I figure its another cool trick of one ever finds themselves in a "situation" without a can opener. 

Its this easy: 

Grab the can and with some muscle behind it rub the top back n forth on a rough surface. 

Turn it over, top up and squeeze the sides a bit..your trying to pop the lid. 

Keep doing that ( rub on rough surface, turn over n squeeze sides) untill the lid pops off..it took me under 2 minutes to pop the turkey lid off. 

It got alittle messy with the water inside..but if Im needing to eat I wont care bout that too much. If I had a bigger can It might go faster n less mess because I have more to grab on to and maybe can put more downward pressure on the can n pop the lid faster. I just didnt want to waste a big can of food and figure the turkey can be a treat for the kitty. It was worth the expeirment. 

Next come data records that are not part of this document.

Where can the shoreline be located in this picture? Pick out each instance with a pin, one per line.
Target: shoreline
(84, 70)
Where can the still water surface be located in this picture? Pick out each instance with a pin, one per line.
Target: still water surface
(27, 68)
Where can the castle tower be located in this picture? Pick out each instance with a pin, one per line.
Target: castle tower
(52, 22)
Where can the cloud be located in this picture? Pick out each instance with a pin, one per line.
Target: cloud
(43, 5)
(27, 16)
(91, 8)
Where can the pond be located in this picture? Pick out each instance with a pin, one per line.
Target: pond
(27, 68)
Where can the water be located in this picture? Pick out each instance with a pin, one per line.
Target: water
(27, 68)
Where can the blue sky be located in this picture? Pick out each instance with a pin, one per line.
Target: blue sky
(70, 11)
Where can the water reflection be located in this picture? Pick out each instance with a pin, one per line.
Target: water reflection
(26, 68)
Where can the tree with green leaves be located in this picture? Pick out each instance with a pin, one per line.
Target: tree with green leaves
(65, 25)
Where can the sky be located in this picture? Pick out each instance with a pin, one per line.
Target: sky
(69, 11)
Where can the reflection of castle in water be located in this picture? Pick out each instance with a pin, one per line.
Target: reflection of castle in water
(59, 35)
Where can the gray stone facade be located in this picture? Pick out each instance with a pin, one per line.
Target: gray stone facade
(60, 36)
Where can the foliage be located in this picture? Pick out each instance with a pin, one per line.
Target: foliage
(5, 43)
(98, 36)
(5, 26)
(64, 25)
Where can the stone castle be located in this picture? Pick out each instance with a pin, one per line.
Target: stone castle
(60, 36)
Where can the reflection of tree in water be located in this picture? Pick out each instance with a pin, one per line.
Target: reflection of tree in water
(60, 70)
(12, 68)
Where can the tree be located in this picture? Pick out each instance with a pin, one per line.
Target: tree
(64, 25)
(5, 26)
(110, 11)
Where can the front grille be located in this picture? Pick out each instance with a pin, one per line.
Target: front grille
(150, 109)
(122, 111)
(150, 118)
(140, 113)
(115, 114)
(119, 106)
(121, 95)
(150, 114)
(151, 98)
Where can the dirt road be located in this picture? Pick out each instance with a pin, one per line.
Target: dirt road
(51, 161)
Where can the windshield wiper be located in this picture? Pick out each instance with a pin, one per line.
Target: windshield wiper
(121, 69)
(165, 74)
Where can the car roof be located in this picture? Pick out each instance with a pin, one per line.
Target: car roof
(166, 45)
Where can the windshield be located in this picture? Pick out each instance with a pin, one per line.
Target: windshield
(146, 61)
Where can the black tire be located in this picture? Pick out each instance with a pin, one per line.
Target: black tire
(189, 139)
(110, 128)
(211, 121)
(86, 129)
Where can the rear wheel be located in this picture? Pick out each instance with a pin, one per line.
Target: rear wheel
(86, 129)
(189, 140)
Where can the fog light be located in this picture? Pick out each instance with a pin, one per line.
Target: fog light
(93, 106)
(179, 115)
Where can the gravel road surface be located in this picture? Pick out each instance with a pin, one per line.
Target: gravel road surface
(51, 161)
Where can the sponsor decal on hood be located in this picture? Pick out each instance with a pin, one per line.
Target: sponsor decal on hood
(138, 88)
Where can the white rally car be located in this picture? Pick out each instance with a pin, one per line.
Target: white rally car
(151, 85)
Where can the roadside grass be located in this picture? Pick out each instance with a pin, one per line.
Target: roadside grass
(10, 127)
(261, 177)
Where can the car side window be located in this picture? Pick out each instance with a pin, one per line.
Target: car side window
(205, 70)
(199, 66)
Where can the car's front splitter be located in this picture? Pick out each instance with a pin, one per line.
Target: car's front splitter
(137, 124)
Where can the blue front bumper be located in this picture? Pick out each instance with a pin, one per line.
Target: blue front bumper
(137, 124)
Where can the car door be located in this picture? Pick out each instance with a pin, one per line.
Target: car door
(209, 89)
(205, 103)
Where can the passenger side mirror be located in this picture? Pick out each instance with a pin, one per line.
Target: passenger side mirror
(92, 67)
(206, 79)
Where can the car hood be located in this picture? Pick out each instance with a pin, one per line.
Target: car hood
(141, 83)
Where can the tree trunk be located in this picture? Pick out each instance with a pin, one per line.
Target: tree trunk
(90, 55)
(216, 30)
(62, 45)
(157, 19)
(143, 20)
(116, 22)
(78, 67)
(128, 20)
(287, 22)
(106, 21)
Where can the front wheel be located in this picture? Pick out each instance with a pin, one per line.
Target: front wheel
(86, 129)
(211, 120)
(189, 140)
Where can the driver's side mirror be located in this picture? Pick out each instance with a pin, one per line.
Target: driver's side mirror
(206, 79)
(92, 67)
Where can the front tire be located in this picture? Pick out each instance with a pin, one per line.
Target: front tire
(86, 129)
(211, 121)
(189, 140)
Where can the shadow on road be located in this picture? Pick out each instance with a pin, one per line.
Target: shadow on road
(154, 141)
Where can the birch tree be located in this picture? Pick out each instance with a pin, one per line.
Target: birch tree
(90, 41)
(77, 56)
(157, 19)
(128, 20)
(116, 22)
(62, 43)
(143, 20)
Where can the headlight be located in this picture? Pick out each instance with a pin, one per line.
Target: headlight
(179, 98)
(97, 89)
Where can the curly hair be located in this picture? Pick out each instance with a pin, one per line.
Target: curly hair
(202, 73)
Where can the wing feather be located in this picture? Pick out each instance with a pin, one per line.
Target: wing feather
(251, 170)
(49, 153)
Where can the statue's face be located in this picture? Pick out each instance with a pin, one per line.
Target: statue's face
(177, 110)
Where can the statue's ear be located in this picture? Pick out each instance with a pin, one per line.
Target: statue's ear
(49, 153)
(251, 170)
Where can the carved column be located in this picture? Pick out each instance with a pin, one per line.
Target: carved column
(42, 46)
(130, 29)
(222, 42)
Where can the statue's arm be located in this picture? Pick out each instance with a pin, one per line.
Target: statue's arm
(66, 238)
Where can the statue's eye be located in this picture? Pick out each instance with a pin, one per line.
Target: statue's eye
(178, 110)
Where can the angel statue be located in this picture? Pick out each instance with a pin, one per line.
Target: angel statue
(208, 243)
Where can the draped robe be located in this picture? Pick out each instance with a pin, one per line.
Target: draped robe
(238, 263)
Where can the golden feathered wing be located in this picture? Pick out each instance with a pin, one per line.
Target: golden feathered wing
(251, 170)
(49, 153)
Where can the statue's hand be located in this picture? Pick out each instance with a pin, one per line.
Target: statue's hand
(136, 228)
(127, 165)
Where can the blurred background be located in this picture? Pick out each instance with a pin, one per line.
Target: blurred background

anyways...just wanted to share with you all...cheers :flower:


----------



## Grimm (Sep 5, 2012)

Thanks! Your description reminds me of Popeye squeezing a can of spinach!


----------



## camo2460 (Feb 10, 2013)

Hooch I can see you singing "I'm Popeye the Sailor Man" while squeezing that can. LOL.


----------



## Hooch (Jul 22, 2011)

but...Im a chick! lol!!


----------



## Grimm (Sep 5, 2012)

Hooch said:


> but...Im a chick! lol!!


----------



## Hooch (Jul 22, 2011)

lol...man popeye used to beat the crap outta her ...well n everyone else too...


----------



## ZoomZoom (Dec 18, 2009)

You can also use a spoon.


----------



## kurtadamp (Jan 9, 2014)

Grimm said:


> Thanks! Your description reminds me of Popeye squeezing a can of spinach!


LOL Popeye is my favorite cartoon character when I was a kid even now. I remember, I don't want to go to school if I miss the Popeye show. LOL


----------